Asian Flank Steak Salad
- 2 tbsp peeled & grated fresh ginger
- ½ cup soy sauce
- 2 tbsp Asian fish sauce
- 2 tbsp toasted sesame oil
- 3 garlic cloves, minced
- 2 green onions (white & green portions), thinly sliced
- 1 shallot, minced
- 1 Thai chili, seeded & thinly sliced
- 1 lime, zest & juice
- 1 flank steak, 1½ to 1¾ lb, trimmed
- 1 head Bibb lettuce, torn into small pieces
- 1 heart of romaine lettuce, 1-inch chunks
- 1 carrot, peeled & shredded
- 1 cucumber, peeled, seeded & shredded
- 1 small red onion, thinly sliced
- 2 tbsp each minced fresh basil, mint & cilantro, plus small leaves for garnish
- 1 lb cellophane noodles, soaked in water until soft, drained
- Make marinade by whisking together first nine ingredients in a bowl. Reserve half the marinade in separate, small bowl.
- Use a sharp knife to score steak on both sides in a crosshatch pattern, no more than ½-inch deep. Place in shallow dish, pour first bowl of marinade on top and turn to coat. Cover and refrigerate at least 1 hour or overnight.

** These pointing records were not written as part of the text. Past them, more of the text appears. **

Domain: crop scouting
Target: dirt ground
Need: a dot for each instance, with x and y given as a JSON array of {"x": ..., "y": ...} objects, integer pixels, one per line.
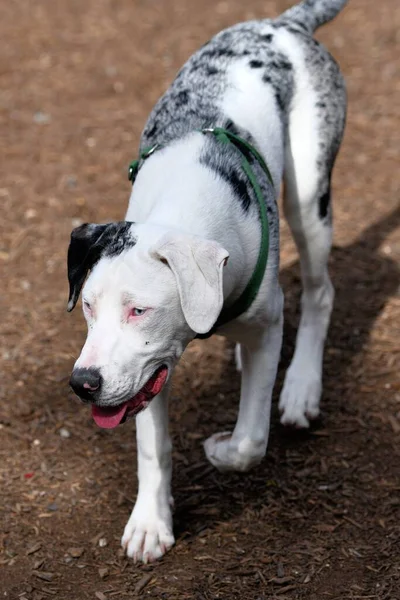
[{"x": 320, "y": 518}]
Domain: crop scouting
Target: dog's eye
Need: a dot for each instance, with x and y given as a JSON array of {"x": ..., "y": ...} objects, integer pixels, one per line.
[{"x": 137, "y": 312}]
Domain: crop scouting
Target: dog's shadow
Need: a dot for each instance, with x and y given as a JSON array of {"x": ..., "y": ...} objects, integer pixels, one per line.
[{"x": 364, "y": 278}]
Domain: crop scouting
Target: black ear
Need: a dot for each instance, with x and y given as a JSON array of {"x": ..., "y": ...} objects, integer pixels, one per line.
[{"x": 88, "y": 243}]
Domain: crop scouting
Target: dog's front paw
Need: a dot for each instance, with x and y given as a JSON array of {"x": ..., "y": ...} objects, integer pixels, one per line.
[
  {"x": 148, "y": 533},
  {"x": 227, "y": 454},
  {"x": 299, "y": 401}
]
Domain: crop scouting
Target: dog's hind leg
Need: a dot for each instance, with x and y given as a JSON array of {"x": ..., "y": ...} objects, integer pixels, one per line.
[
  {"x": 315, "y": 129},
  {"x": 259, "y": 356}
]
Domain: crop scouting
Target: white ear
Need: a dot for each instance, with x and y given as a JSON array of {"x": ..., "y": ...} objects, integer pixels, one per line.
[{"x": 197, "y": 264}]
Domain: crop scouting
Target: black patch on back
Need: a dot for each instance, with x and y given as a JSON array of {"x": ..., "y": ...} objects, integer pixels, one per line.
[
  {"x": 230, "y": 175},
  {"x": 256, "y": 64},
  {"x": 212, "y": 71},
  {"x": 267, "y": 37},
  {"x": 182, "y": 98},
  {"x": 324, "y": 203}
]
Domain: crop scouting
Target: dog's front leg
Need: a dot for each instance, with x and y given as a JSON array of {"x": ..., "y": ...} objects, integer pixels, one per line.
[
  {"x": 246, "y": 446},
  {"x": 148, "y": 533}
]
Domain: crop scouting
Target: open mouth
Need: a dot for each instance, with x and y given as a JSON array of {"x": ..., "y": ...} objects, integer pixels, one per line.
[{"x": 110, "y": 417}]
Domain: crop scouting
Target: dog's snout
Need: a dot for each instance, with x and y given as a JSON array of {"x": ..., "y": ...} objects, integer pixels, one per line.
[{"x": 86, "y": 383}]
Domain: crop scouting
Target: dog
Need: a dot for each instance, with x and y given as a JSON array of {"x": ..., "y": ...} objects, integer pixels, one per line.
[{"x": 261, "y": 102}]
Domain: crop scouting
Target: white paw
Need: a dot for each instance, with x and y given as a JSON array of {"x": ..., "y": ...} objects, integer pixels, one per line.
[
  {"x": 238, "y": 358},
  {"x": 299, "y": 401},
  {"x": 227, "y": 454},
  {"x": 148, "y": 533}
]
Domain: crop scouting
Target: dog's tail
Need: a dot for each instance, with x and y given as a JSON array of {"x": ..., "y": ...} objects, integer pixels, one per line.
[{"x": 311, "y": 14}]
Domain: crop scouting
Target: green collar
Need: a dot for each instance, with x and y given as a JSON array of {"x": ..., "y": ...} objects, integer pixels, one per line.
[{"x": 245, "y": 300}]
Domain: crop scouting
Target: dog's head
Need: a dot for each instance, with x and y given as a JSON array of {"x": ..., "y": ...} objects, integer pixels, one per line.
[{"x": 149, "y": 290}]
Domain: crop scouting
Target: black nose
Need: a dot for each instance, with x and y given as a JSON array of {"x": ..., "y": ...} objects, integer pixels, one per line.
[{"x": 86, "y": 383}]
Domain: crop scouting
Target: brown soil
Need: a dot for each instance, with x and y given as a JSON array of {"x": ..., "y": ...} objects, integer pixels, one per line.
[{"x": 320, "y": 517}]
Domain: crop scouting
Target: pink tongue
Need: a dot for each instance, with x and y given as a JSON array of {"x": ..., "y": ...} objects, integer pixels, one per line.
[{"x": 108, "y": 418}]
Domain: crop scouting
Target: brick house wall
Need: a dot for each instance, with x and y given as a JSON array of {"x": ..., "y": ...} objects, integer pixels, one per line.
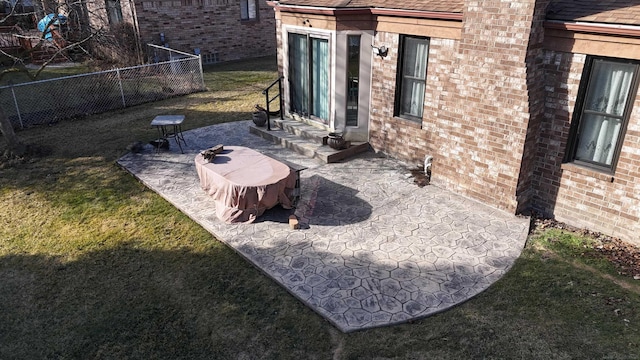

- Prepare medium-hot fire in a grill. Remove steak from marinade; let excess drip back into dish and discard. Pat dry with paper towels and season generously with salt and pepper. Place on grill directly over heat and cook, turning once and brushing with some reserved marinade, to desired level of doneness. Transfer to carving board, cover loosely with aluminum foil and let rest 5 minutes.
- Assemble salad by dividing equal portions of lettuces, carrot, cucumber, red onion, minced basil, mint and cilantro; add noodles. Pour 1 tbsp reserved marinade over each. Slice steak across the grain into thin strips and place on top. Garnish with basil, mint and cilantro leaves. Serve immediately.